Laurence is an Associate Professor and Director of Academic Programs for Data Science at Western Sydney University. This site contains information about his research and events that are deemed worthy.
Recent Projects
Approximate clustering of very large scale data
Many machine learning, data mining and statistical analysis tasks are used to identify properties of data, or to build models of sampled data. Unfortunately, these analytical methods are computationally expensive; their computational resource use being a function of the dimensionality and sample count of the data being analysed. Recent advances is data acquisition (such as genetic sequencing) have allowed us to capture very large amounts of data (of the order of terabytes) for analysis and modelling. The complexity of current machine learning and data mining methods makes them infeasible to be directly applied to such large scale data.
Automatic thesaurus construction using non-linear term relationships
Text based information retrieval systems retrieve documents based on the set of key terms provided to them.
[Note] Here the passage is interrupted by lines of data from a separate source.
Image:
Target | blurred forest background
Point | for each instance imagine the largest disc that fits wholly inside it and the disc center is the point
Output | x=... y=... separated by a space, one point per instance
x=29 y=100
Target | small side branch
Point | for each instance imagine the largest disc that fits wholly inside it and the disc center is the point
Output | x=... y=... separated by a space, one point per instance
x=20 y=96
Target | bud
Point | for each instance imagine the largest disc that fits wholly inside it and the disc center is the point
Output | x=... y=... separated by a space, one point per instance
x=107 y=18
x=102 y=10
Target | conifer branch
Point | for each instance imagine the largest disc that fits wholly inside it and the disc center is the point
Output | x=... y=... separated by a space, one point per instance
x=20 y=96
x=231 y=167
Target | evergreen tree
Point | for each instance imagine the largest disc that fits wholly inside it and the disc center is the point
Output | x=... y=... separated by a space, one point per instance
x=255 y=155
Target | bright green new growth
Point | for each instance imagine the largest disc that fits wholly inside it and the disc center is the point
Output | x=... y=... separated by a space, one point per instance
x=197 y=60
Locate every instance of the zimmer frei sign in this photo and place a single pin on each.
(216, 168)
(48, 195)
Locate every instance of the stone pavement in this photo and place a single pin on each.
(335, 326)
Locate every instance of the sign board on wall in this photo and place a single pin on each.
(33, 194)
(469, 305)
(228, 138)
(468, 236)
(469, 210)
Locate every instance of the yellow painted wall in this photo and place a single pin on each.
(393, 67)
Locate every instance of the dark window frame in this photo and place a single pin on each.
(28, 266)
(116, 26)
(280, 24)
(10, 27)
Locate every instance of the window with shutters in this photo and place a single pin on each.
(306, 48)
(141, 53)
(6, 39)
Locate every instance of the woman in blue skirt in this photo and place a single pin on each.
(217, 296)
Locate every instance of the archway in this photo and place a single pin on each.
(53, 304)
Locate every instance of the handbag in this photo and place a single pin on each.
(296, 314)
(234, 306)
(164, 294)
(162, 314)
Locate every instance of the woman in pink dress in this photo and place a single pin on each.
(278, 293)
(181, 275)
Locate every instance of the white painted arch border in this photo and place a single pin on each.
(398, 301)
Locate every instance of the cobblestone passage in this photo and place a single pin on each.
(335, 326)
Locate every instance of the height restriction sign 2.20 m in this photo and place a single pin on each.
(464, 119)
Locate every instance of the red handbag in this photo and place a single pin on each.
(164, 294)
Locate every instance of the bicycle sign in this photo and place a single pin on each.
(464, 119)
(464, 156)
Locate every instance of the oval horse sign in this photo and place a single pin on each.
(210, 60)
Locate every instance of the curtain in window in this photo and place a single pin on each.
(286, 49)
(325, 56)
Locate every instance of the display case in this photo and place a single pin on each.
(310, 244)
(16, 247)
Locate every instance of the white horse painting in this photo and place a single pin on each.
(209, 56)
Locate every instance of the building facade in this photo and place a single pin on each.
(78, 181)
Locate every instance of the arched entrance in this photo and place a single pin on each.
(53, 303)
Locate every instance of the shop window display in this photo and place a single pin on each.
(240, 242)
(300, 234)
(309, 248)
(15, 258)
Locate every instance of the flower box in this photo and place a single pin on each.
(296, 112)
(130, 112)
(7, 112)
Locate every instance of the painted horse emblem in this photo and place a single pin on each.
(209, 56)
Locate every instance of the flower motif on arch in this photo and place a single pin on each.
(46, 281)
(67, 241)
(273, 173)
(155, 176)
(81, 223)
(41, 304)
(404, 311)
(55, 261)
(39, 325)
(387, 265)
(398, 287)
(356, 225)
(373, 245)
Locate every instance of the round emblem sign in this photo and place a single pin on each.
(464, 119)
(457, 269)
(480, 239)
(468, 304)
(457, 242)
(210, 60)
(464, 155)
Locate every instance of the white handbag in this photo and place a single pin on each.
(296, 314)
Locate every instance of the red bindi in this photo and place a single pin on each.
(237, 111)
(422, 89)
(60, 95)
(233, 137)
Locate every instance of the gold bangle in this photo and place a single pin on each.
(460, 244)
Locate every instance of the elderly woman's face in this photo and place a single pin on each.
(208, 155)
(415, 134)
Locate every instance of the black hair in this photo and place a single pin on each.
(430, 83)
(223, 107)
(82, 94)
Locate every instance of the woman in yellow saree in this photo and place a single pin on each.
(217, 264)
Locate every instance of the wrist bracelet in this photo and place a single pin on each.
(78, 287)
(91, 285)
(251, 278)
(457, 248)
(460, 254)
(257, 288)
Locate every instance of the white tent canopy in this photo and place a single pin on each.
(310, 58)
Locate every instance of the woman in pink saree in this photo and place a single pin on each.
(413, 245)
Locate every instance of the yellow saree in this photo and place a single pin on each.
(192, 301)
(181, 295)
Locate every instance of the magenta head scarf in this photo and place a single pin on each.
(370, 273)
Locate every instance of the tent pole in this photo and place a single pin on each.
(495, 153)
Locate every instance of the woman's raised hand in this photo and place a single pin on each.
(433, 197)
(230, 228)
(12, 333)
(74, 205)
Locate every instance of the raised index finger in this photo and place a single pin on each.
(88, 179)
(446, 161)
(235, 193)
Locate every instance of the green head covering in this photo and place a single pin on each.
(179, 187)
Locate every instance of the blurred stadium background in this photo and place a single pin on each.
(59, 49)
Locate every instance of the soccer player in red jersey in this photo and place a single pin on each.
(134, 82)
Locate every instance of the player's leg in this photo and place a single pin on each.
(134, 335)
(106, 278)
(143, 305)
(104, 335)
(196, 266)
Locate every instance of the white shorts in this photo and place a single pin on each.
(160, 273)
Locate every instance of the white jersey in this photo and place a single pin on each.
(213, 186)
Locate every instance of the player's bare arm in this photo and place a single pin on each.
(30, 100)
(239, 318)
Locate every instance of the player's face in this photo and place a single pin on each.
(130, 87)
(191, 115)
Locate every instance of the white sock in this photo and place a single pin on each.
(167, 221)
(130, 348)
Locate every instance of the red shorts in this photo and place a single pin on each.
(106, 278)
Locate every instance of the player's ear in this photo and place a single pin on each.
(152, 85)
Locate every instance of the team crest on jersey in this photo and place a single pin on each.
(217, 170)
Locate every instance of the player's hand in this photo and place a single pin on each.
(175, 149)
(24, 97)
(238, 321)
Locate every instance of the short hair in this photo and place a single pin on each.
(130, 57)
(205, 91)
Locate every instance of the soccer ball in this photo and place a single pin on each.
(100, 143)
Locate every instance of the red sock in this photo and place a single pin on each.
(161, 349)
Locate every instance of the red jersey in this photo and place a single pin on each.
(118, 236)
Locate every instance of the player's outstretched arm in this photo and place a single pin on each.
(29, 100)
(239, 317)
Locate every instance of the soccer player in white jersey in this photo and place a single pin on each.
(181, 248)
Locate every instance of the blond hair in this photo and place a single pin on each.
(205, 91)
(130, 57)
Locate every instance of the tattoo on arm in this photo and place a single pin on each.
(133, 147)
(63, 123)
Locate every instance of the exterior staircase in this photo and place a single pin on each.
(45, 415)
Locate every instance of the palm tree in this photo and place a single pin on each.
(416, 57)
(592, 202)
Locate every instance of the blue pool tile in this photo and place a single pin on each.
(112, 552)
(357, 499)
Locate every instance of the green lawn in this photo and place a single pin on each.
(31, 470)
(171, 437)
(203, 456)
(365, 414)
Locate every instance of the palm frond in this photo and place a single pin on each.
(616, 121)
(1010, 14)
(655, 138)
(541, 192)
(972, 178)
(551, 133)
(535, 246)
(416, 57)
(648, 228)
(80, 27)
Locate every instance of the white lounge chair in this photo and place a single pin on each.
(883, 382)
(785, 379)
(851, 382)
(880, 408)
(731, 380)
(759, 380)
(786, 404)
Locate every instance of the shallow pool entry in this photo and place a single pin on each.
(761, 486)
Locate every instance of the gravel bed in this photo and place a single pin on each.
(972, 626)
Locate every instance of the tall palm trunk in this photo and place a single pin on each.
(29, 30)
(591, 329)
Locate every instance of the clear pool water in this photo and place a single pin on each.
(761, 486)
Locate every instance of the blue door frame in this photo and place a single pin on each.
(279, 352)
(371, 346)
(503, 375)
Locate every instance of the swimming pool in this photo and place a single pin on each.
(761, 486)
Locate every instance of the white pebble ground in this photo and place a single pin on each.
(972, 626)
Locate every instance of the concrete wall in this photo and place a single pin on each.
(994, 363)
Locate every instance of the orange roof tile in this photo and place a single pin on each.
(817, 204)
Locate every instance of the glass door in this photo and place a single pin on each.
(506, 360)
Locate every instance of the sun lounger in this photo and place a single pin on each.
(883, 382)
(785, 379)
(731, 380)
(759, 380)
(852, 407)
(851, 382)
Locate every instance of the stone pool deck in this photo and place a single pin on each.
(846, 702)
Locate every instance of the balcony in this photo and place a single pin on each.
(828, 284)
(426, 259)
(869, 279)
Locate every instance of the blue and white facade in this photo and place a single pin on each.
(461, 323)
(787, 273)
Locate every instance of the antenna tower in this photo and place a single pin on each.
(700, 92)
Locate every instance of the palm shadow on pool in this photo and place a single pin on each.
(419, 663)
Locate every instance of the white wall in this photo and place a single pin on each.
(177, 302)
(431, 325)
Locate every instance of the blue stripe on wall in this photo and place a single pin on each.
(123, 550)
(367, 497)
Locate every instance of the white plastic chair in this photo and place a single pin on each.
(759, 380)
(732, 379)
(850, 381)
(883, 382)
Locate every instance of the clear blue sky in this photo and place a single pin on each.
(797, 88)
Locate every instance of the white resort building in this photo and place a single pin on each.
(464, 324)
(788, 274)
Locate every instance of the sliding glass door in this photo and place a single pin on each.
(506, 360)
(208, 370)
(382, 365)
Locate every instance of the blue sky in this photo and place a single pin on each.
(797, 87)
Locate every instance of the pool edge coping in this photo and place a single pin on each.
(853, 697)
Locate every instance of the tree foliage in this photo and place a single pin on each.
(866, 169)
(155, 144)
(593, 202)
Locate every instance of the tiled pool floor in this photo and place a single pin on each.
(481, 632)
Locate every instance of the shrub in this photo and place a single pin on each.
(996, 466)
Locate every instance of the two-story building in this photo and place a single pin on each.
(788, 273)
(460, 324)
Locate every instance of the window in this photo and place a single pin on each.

The documents returned are ranked according to the count of each query term, therefore if the query terms do not exist in the document it is not found. Latent semantic analysis (LSA) is a method of computing hidden topics within documents using linear algebra. By obtaining the relationships between each hidden topic and each term, we are able to compute which terms are similar by comparing the similarity of each of the terms topics. This hidden topic information allows the retrieval system to return documents that do not contain the query terms, but do contain terms that are similar to the query terms (shown in Fig. 5). The current linear algebraic techniques use the Euclidean distance as a similarity measure for vectors. Unfortunately, the Euclidean distance is not a useful metric for term or document similarity.